Capítulo : El consejo de cuidar a los no musulmanes que tienen un pacto con el Mensajero de Allah es
Le dijimos a 'Umar bin Al-Khattab, ¡Jo, el jefe de los creyentes! Aconséjanos». Dijo: «Os aconsejo que cumpláis con la convención de Alá (hecha con los dhimmis), ya que es la convención de vuestro Profeta y la fuente de sustento de quienes dependen de ellos (es decir, los impuestos que pagan los dhimmis). )»
Capítulo : El asilo y la protección otorgados por los musulmanes deben respetarse y respetarse.
'Ali pronunció un sermón diciendo: «No tenemos ningún libro para leer excepto el Libro de Allah y lo que está escrito en este documento, que contiene veredictos sobre las heridas (en represalia por), las edades de los camellos (dados como zakat o como dinero ensangrentado) y el hecho de que Medina es un santuario entre la montaña del Aire y tal (la montaña). Por lo tanto, quien innova en ella con una herejía, comete un pecado o se refugie en ella, ese innovador incurrirá en la maldición de Alá, de los ángeles y de todas las personas, y no se aceptará ninguna de sus buenas obras de adoración obligatorias u opcionales. Y quien (esclavo liberado) tome como amo (es decir, entablar amistad) con alguien que no sea su verdadero amo incurrirá en lo mismo (maldición). Y el asilo concedido a cualquier musulmán debe ser obtenido por todos los demás musulmanes, y quien traicione a un musulmán en este sentido incurrirá en la misma situación (maldición).
Capítulo : Si los no musulmanes (en la guerra) dicen: «Sabana» y no pueden decir «Aslamna»

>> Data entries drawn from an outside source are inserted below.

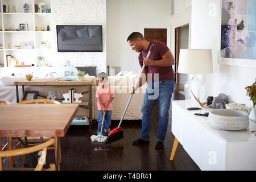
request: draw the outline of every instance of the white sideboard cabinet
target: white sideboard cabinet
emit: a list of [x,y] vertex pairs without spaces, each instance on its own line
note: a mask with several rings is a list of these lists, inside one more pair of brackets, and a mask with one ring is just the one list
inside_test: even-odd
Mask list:
[[172,132],[176,142],[171,158],[179,143],[201,170],[256,170],[256,123],[250,121],[245,130],[220,130],[208,123],[208,117],[193,114],[212,109],[189,111],[189,102],[172,101]]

Capítulo : Hacer las paces con Al-Mushrikun y reconciliarse con ellos
Abdullah bin Sahl y Muhaiyisa bin Mas'ud bin Zaid partieron hacia Jaibar, cuyos habitantes tenían un tratado de paz con los musulmanes en ese momento. Se separaron y, más tarde, Muhaiyisa se encontró con ¡Abdullah bin Sah! y lo encontraron muerto, agitándose en su sangre. Lo enterró y regresó a Medina. Abdur Rahman bin Sahl, Muhaiyisa y Huwaiuisa, los hijos de Mas'ud, acudieron al Profeta (ﷺ) y Abdur Rahman tenía la intención de hablar, pero el Profeta (ﷺ) le dijo (a él): «Deja que hable el mayor de vosotros», ya que Abdur-Rahman era el más joven: Abdur-Rahman guardó silencio y los otros dos hablaron. El Profeta (ﷺ) dijo: «Si juráis quién ha cometido el asesinato, tendréis derecho a quitarle el derecho al asesino». Dijeron: «¿Cómo podemos jurar si no presenciamos el asesinato ni vimos al asesino?» El Profeta (ﷺ) dijo: «Entonces los judíos pueden absolverse de esta acusación tomando Alaska (un juramento hecho por los hombres diciendo que no fueron ellos quienes cometieron el asesinato)». ¡Los! Y dijeron: «¿Cómo debemos creer en los juramentos de los infieles?» Así pues, el Profeta (ﷺ) pagó en persona el dinero manchado de sangre (de Abdullah). (Véase el Hadiz núm. 36, tomo 9.)
Capítulo : Si un dhimmi practica magia, ¿se le puede excusar?
Una vez, el Profeta (ﷺ) quedó embrujado y comenzó a imaginarse que había hecho algo que, de hecho, no había hecho.